Ik werd gevraagd om in een tv-uitzending te komen. Daarna sliep ik een paar nachten slecht. De uitzending zou gaan over verbroken familierelaties. Dat is een onderwerp waar ik me al jaren in verdiep en waarover ik een boek heb geschreven. Ik kan er best iets over vertellen. Het punt was dat ik niet alleen in de rol van ‘deskundige’ zou deelnemen, maar ook als ‘ervaringsdeskundige’.
Dat hield me wakker. Want wat vertel ik wel en wat niet? ‘Vertel gewoon jouw verhaal, zoals jij dat hebt beleefd’, zou je misschien adviseren. Maar zo gemakkelijk ligt dat niet. Het voelt alsof ik met spikes een met eieren belegd pad moet bewandelen.
Ik heb geen contact meer met mijn gezin van herkomst. Dat is en blijft pijnlijk en roept allerlei gevoelens op: verdriet, frustratie, machteloosheid, een gevoel van tekortschieten. Maar geen boosheid. Na al die jaren kan ik redelijk analyseren hoe het allemaal zo is gekomen. Dat maakt milder. Waar begrip ontstaat, verbleekt het oordeel.
Terug naar de studio. Er wordt een teken gegeven, de uitzending begint. De presentatrice introduceert de gasten en vraagt mij naar mijn verhaal. Hoe verwoord ik – met ook nog eens een camera op mij gericht – hoe het tussen ons is scheefgegroeid, zonder dat er ook maar enig oordeel in doorklinkt? Hoe schets ik de sfeer en de gebeurtenissen waarin ik ben opgegroeid, hoe vertel ik hoe ik me als kind en later als volwassene in de gezinsverhoudingen heb gevoeld, terwijl ik tegelijkertijd recht doe aan mijn ouders?
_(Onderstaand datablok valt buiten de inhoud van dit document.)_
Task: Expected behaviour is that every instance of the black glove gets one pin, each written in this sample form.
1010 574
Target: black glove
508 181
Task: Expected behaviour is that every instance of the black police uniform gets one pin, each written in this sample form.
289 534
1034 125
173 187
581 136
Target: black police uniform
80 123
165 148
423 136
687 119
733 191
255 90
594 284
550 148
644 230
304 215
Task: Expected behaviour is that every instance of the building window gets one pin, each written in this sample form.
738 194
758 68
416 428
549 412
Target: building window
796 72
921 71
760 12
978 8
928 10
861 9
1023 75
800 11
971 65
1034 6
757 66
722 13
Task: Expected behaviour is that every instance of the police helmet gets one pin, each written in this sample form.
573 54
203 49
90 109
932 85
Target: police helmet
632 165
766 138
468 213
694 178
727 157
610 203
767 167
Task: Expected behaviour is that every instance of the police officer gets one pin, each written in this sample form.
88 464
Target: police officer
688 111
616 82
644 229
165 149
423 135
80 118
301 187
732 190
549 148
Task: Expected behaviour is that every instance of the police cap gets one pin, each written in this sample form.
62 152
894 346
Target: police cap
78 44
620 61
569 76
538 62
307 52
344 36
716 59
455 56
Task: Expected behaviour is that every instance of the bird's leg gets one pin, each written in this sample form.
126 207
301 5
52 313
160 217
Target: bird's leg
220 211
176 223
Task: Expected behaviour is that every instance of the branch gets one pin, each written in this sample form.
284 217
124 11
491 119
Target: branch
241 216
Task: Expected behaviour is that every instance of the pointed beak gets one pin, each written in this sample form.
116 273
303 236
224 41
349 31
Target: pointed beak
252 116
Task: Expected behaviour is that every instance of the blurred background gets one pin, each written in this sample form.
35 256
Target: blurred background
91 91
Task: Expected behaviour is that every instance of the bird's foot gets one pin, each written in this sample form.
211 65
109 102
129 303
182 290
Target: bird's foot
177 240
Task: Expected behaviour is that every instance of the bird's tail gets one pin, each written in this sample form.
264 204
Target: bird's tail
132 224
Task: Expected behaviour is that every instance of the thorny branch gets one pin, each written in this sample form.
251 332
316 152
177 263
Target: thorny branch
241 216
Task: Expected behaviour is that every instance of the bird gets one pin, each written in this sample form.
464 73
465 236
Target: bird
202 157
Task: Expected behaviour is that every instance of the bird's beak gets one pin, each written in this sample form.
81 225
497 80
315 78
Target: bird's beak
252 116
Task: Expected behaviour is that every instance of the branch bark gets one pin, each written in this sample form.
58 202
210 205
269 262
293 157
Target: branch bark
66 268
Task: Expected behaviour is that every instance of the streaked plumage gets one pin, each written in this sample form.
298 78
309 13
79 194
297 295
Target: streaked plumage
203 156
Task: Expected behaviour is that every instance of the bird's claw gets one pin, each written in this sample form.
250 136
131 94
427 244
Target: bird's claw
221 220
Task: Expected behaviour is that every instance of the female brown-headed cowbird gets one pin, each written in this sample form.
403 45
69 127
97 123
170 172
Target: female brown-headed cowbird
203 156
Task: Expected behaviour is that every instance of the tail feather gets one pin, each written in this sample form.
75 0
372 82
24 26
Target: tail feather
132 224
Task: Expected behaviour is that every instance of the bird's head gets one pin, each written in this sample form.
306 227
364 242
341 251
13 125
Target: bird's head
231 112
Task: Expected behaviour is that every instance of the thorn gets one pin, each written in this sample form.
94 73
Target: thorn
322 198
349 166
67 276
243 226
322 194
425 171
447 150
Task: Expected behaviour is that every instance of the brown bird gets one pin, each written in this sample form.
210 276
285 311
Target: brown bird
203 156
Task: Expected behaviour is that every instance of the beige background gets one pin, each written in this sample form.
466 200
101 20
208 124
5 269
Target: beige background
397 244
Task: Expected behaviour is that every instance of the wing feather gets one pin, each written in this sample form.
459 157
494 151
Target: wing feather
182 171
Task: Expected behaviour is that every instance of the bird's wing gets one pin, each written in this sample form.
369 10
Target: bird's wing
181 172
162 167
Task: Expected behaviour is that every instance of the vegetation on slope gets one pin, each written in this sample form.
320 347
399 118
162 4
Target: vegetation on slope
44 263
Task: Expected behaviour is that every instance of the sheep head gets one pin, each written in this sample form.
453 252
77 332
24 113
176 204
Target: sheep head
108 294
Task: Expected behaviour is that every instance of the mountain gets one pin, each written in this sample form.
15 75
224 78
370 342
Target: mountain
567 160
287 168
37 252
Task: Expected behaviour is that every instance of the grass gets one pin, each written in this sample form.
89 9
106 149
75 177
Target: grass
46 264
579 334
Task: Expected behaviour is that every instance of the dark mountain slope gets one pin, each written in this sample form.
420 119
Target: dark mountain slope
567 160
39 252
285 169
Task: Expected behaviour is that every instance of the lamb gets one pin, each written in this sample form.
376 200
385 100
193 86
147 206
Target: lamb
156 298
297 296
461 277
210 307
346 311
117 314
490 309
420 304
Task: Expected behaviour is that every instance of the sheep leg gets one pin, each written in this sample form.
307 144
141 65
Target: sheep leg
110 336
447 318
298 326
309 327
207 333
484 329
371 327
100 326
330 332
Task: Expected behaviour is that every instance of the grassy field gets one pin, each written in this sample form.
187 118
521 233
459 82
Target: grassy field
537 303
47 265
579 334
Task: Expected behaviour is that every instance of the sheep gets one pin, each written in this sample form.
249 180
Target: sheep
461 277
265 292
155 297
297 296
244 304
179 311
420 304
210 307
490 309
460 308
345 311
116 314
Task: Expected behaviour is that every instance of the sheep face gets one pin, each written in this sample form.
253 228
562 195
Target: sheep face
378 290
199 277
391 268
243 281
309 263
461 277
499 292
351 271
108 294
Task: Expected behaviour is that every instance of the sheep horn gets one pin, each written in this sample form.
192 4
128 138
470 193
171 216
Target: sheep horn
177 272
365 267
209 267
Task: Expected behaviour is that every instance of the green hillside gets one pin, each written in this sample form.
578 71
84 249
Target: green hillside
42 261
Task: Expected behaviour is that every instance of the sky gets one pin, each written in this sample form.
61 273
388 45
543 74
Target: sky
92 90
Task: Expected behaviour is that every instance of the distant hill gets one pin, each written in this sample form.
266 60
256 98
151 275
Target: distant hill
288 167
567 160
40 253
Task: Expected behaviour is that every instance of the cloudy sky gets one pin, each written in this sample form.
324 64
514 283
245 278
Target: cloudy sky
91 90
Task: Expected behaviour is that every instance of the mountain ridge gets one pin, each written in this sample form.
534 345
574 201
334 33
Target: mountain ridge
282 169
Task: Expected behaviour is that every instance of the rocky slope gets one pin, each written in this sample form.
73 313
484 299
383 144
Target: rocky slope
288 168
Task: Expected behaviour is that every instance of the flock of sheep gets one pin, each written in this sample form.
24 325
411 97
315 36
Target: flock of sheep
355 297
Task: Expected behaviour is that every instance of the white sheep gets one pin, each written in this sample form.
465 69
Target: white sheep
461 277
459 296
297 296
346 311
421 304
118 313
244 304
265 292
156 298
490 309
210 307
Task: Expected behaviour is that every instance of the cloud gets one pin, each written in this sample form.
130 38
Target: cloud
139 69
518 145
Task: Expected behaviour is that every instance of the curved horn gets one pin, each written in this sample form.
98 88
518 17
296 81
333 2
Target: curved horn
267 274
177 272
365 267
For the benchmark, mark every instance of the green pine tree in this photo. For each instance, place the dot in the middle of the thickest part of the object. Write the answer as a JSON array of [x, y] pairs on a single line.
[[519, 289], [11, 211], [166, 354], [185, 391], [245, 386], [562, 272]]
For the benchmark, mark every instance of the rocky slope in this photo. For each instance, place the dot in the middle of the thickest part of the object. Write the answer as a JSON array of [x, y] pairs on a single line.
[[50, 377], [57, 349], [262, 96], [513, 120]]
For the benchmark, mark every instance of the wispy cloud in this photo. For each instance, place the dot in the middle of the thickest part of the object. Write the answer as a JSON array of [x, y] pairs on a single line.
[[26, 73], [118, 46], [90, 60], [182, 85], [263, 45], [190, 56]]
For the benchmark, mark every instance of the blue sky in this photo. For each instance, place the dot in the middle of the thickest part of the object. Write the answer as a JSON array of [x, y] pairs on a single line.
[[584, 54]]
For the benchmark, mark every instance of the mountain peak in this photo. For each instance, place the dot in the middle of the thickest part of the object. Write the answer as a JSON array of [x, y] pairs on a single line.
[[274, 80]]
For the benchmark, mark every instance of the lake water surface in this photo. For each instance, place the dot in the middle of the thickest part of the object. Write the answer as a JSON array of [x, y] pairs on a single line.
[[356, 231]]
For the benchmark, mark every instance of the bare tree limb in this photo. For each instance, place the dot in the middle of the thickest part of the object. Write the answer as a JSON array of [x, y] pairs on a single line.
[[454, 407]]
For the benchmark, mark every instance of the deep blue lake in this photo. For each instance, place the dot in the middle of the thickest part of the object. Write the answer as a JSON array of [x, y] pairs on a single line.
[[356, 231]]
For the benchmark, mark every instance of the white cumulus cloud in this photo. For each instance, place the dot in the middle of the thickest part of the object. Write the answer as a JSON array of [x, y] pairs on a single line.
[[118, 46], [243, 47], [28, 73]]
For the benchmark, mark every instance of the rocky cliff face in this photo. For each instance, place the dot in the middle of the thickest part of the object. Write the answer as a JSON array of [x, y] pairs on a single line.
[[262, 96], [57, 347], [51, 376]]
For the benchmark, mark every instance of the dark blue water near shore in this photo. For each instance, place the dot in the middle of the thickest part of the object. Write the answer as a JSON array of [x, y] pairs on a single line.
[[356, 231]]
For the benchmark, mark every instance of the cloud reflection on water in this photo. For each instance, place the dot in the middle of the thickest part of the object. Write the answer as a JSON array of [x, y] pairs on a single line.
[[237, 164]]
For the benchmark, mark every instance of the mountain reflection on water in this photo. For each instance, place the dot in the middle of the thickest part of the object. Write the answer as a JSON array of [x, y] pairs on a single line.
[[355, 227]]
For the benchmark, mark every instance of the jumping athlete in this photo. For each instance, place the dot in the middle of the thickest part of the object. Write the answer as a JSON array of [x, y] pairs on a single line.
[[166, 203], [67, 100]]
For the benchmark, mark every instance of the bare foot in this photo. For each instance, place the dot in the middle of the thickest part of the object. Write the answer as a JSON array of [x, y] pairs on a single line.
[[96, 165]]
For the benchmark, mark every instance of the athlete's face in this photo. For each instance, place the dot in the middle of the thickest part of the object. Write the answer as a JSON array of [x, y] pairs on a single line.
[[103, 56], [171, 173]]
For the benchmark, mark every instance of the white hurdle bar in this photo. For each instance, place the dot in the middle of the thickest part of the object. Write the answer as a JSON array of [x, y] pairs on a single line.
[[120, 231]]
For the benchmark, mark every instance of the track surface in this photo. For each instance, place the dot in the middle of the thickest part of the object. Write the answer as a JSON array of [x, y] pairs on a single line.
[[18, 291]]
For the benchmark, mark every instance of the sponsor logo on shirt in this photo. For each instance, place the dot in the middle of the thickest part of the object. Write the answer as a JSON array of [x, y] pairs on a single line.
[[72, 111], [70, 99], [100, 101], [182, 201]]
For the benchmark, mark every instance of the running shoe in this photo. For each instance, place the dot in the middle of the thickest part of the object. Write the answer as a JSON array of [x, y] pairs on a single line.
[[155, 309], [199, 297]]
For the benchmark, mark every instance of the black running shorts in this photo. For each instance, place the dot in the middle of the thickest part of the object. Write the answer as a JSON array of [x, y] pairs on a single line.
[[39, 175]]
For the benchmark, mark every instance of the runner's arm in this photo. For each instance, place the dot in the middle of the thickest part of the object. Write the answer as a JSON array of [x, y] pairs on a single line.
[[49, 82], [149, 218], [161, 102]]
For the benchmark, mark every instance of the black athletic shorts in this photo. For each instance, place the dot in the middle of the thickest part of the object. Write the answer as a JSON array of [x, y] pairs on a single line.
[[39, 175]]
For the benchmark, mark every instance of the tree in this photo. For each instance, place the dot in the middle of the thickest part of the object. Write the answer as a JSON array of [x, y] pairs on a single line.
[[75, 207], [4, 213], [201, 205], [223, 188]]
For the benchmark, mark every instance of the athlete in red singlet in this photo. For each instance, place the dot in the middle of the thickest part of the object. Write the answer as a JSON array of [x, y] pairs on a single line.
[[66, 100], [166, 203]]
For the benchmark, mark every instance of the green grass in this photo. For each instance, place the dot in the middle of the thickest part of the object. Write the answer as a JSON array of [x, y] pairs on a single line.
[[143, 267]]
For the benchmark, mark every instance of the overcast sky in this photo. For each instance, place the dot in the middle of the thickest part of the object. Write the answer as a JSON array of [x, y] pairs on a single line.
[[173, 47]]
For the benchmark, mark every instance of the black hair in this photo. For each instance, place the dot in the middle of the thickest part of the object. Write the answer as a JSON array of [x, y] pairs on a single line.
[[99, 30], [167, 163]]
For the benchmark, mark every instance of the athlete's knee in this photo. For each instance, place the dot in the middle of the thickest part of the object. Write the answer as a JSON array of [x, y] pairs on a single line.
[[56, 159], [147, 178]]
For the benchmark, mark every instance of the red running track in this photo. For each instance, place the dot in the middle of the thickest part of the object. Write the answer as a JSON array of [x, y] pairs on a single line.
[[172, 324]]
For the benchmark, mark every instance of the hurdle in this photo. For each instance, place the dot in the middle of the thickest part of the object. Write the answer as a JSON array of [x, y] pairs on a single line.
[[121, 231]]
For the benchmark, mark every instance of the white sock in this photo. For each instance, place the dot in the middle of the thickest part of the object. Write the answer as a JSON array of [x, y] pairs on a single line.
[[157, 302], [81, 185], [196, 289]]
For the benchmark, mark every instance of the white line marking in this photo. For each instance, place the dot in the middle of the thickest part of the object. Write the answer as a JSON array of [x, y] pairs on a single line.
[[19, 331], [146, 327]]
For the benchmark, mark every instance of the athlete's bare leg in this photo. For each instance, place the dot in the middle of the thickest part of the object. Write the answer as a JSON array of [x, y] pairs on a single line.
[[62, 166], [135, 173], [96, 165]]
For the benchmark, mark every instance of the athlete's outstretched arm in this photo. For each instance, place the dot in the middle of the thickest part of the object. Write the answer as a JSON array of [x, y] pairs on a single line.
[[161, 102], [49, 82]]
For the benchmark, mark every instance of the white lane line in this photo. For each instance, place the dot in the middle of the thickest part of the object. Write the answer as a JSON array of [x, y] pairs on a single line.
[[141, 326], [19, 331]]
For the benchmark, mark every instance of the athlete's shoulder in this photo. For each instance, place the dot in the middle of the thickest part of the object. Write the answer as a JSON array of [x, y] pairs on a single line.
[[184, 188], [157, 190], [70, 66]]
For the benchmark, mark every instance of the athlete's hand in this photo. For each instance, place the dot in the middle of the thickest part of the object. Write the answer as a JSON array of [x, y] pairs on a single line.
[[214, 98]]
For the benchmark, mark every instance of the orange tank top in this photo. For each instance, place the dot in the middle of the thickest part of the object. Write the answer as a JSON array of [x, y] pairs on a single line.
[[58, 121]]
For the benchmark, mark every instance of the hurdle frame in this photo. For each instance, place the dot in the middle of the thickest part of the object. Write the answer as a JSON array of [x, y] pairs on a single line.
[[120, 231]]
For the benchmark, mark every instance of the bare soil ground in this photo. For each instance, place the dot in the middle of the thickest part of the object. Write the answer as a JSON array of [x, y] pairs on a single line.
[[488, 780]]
Als ik er nog eens goed over nadenk, merk ik dat mijn zorgen over de tv-uitzending in twee delen uiteenvallen. Enerzijds is er de angst dat ik ergens een keer een zin slordig formuleer, of dat het niet lukt om in de beperkte tijd die ik op dat moment tot mijn beschikking heb een compleet beeld te schetsen. Ik ben bang dat ik onbedoeld toch een beeld oproep, dat bij de kijker leidt tot een oordeel. Terwijl ik juist graag duidelijk wil maken dat een oordeel over het conflict alle betrokkenen tekortdoet. Dat het niet gaat over schuld en gelijk. Contactbreuken hebben vaak een lange en complexe geschiedenis. Een geschiedenis die soms al in vorige generaties is begonnen. Een geschiedenis waarin de ouder ook kind is geweest.
Anderzijds zit ik daar in de spotlights als kind. Weliswaar als een inmiddels vijftigjarig kind, maar toch. En als kind ben ik bang om geen goed kind te zijn. Bang om mijn ouders te kwetsen. Een gegronde angst, want de kans is groot dat mijn ouders mijn woorden vanuit hun eigen pijn en gekwetstheid anders interpreteren dan ik ze bedoel.
De tv-uitzending ging uiteindelijk niet door. Maar het denken over wat ik voor de camera zou willen vertellen heeft me er wel weer bewust van gemaakt hoe precair het onderwerp ‘verbroken gezinsrelaties’ is. En hoeveel moed het vraagt om niet te zwijgen.